The equal amount of cells as melanin contents assay was seeded and treated with various concentrations of PFE. Following this, the cell was lysed and centrifuged, and then each fresh lysate (without freezing) was quantified using the bicinchoninic acid assay (BCA) kit. The protein levels were adjusted, which were mixed with the 2 × Laemmli sample buffer to form a Western blot sample. These samples were subsequently denatured at 100 °C for 5 min. Each denatured sample (total volume 20 μL) was loaded on 10% sodium dodecyl sulfate (SDS) polyacrylamide gels for 1 h at 150 V. Following this, using Trans-Blot Turbo (Bio-Rad, Hercules, CA, USA), the gels were blotted onto polyvinylidene difluoride (PVDF) membranes for 7 min. The membranes were incubated using blocking solution, which contained 5% skim milk in Tris-buffered saline containing 0.4% Tween 20 (TBST) buffer for blocking the membranes during 1 h. After that, the membranes were washed every 10 min with TBST buffer over a period of 1 h. The specific primary antibodies (1:1000) were diluted with TBST containing 5% skim milk, which were incubated for 24 h at 4 °C with membrane. Subsequently, the membranes were washed every 10 min for 1 h, and each membrane was hybridized with antimouse IgG or antirabbit IgG conjugated with horseradish peroxidase for 1 h at 25 °C. The membranes were washed six times with TBST, reacted with a chemiluminescence (ECL; Biosesang, Seongnam, Gyeonggi-do, Korea) kit, and then photosensitized to visualize the protein. For quantitative analysis, the amount of protein expression was determined by the ImageJ program (NIH, Bethesda, MD, USA).

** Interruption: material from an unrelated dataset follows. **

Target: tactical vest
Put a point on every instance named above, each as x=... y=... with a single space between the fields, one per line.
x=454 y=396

2.7. Preparation of Primary Skin Irritation Test

The test on human skin irritation of PFE conducted by the Korean Dermatology Research Institute was conducted as follows. A total of 32 subjects without any existing skin problems participated in the test. Their age range was from 20 to 58 years, while the average age of the subjects was 42 years. All of the subjects’ skins were kept clean and dry, and stabilized at room temperature for at least 30 min. The surface of the skin area to be tested was sterilized by ethanol (70%) before a PFE (1%) patch was placed on the skin and subsequently removed after 24 h. Thirty minutes after removal of the patch, the skin condition of the tested site was observed. The skin response evaluation was based on the guidelines issued by the Personal Care Products Council (PCPC) as well as the International Contact Dermatitis Research Group (ICDRG) (Table 1 and Table 2). All assessments were conducted by qualified professional researchers or dermatologists in this field after obtaining approval from the Ethics committee (Approval number: KDRI-IRB-20484).
Irritation   Index = Σ   Irritation   score   at   24 ,   48 ,   and   72   h Total   number   of   observations

2.8. Significance Test through Statistical Analysis

All result values were statistically processed after triplicates and were expressed as the mean ± standard deviation of the values obtained by the experiment. The statistical analysis of this study was verified by a one-way ANOVA test using SigmaStat (ver 2.1), and p < 0.05 was determined to be statistically significant.

3. Results and Discussion

3.1. Effect of PFE on Cell Viabilty

In order to determine the concentration of PFE that can be administered without causing cytotoxicity, the cells were treated with extracts diluted at various concentrations to confirm the survival range of cells. Recent studies indicated that α-MSH was normally used in treatment concentrations ranging from 10 to 1000 nM for B16F10 cells stimulation. Therefore, we treated 200 nM of α-MSH to stimulate B16F10 cells [32,33,34,35,36]. As depicted in Figure 1, the cell viability did not vary significantly at the different concentrations (50, 100, and 200 μg/mL) compared to the untreated control. Therefore, further experiments were conducted using these concentrations.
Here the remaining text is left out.